O serviço de cardiologia do HGR (Hospital Geral de Roraima) foi reforçado com 13 desfibriladores novos, equipamentos que auxiliam os médicos na reanimação em casos de paradas cardiorrespiratórias. Após treinamento da equipe, aparelhos já estão sendo utilizados no hospital.

Segundo a Sobrac (Sociedade Brasileira de Arritmias Cardíacas), a cada dois minutos uma pessoa tem morte súbita no Brasil e 85% dos pacientes que tiveram taquicardia ventricular ou fibrilação ventricular, quando tratados com desfibrilador precocemente, mantiveram suas funções cardíacas e cerebrais preservadas.

Os enfermeiros, auxiliares e técnicos de enfermagem do interior e do HGR participaram de um treinamento sobre o manuseio correto dos desfibriladores, que já estão sendo utilizados.
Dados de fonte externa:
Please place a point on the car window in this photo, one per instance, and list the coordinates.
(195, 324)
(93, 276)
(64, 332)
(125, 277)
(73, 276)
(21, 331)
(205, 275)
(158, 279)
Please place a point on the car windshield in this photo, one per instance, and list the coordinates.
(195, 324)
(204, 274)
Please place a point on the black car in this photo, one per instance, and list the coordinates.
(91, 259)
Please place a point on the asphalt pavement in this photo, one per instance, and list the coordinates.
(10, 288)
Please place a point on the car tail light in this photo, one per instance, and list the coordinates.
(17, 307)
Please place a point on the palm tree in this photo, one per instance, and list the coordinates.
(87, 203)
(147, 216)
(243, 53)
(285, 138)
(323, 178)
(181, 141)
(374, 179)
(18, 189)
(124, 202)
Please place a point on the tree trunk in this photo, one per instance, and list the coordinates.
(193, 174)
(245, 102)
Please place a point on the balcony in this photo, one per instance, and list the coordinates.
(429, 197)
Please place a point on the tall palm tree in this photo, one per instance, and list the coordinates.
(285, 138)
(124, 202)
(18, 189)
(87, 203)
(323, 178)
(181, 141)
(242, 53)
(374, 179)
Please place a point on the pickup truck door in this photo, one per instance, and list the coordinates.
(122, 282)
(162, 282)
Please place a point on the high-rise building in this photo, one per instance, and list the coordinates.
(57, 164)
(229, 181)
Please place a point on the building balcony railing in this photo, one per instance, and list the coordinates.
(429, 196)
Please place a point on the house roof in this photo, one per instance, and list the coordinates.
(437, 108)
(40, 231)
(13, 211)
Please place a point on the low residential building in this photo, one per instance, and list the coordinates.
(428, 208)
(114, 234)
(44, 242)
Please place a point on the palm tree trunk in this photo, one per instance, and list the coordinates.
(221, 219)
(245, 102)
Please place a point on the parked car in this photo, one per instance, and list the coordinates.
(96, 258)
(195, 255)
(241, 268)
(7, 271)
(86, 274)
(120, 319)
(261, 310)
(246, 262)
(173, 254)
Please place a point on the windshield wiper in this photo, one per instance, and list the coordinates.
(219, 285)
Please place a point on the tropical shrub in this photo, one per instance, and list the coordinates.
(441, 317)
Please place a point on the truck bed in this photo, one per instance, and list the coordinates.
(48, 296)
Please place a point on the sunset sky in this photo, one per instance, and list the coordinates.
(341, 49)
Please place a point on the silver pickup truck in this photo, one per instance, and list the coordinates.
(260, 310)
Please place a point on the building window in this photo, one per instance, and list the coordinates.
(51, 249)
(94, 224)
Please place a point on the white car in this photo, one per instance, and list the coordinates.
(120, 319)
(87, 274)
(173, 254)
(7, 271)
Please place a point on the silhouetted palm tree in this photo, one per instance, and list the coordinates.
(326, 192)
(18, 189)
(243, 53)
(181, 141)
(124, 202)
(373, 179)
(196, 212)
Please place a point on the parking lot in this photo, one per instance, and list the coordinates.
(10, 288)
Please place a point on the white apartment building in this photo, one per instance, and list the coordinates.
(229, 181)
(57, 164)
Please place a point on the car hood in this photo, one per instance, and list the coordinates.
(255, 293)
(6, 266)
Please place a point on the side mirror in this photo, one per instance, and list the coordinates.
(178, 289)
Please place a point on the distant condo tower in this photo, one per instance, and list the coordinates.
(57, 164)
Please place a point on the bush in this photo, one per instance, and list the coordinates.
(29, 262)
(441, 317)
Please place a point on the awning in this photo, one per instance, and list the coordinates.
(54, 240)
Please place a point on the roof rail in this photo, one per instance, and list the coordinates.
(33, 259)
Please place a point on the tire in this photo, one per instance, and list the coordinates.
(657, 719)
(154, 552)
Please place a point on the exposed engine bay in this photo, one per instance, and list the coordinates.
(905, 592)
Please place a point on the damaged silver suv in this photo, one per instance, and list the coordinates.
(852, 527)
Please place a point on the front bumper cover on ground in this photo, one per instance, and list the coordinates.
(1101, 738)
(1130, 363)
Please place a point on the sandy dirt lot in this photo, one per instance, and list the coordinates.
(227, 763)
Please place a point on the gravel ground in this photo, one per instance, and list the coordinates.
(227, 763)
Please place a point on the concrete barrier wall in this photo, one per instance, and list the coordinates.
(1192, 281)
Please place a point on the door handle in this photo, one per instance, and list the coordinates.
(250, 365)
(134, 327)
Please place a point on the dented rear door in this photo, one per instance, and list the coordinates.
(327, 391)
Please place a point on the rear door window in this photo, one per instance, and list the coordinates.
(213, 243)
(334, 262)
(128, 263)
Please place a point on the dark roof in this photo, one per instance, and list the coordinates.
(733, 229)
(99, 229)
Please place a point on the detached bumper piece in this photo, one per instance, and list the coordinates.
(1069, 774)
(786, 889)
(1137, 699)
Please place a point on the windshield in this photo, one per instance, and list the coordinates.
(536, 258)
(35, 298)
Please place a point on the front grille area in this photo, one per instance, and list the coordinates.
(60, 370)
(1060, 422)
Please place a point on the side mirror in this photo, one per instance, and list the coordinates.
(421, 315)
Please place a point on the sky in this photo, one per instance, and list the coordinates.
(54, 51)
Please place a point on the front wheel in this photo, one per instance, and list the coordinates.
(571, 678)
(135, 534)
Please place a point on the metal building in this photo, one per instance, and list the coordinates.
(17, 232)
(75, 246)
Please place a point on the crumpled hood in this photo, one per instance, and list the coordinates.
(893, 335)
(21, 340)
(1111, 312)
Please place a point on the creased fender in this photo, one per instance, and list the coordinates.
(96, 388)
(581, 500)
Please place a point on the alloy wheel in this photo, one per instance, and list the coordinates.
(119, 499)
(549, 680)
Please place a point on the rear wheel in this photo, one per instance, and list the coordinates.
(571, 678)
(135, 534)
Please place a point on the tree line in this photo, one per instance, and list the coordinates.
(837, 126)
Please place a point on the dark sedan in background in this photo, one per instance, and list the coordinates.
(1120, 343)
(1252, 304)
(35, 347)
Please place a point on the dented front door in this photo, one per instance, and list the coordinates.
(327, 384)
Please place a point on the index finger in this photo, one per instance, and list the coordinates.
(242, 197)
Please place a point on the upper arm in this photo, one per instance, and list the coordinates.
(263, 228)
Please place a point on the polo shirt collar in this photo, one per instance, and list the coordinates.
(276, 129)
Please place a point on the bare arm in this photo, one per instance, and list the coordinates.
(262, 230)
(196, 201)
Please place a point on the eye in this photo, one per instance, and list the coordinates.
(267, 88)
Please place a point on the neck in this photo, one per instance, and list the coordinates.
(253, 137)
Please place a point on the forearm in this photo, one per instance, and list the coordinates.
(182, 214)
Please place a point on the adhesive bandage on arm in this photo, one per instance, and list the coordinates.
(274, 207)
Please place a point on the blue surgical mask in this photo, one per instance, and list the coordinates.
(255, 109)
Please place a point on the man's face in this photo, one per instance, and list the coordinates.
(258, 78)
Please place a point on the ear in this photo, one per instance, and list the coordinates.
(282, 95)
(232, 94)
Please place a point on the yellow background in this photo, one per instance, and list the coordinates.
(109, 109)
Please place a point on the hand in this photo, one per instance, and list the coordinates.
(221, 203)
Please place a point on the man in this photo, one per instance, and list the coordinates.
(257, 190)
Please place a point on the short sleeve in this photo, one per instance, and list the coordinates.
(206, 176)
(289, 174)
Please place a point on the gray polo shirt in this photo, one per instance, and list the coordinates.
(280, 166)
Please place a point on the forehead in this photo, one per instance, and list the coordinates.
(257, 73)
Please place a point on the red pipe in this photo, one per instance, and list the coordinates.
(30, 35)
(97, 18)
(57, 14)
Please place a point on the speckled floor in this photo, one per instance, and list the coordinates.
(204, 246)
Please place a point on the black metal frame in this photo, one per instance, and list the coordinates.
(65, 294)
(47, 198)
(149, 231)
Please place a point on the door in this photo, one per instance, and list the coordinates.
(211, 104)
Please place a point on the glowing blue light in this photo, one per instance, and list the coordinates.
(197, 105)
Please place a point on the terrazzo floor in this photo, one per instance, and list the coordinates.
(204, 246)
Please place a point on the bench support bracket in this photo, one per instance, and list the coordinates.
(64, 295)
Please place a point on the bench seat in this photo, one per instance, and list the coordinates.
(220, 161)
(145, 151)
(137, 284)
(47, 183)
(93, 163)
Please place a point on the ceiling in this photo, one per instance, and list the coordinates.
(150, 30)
As aquisições ocorreram por meio de emendas parlamentares e da RUE (Rede de Urgência e Emergência).

Apenas para o HGR, os investimentos foram de mais de R$ 400 mil para a compra dos desfibriladores e mais R$ 13 mil para a aquisição de oxímetros, que permitem aferir o nível de oxigênio no sangue.

A responsável pelo serviço de cardiologia do HGR, Ilana Carvalho, explicou que os equipamentos garantirão mais segurança aos atendimentos de emergência à população. “São equipamentos modernos que vão beneficiar tanto o paciente, quanto o profissional que vai poder oferecer uma qualidade melhor na assistência e isso é um grande ganho”.

Ela explicou ainda que o desfibrilador faz parte das manobras de ressuscitação da parada cardiorrespiratória. “Ele pode reverter uma parada cardíaca e também outras arritmias quando a medicação não resolve, ou na permanência de instabilidade na pressão arterial”.

INTERIOR

As unidades de saúde dos municípios do interior também receberam desfibriladores e oxímetros. Isso vai garantir que as unidades estruturem salas de emergência, para que mais pessoas sejam atendidas no interior do Estado, diminuindo o número de transferências para os hospitais da capital.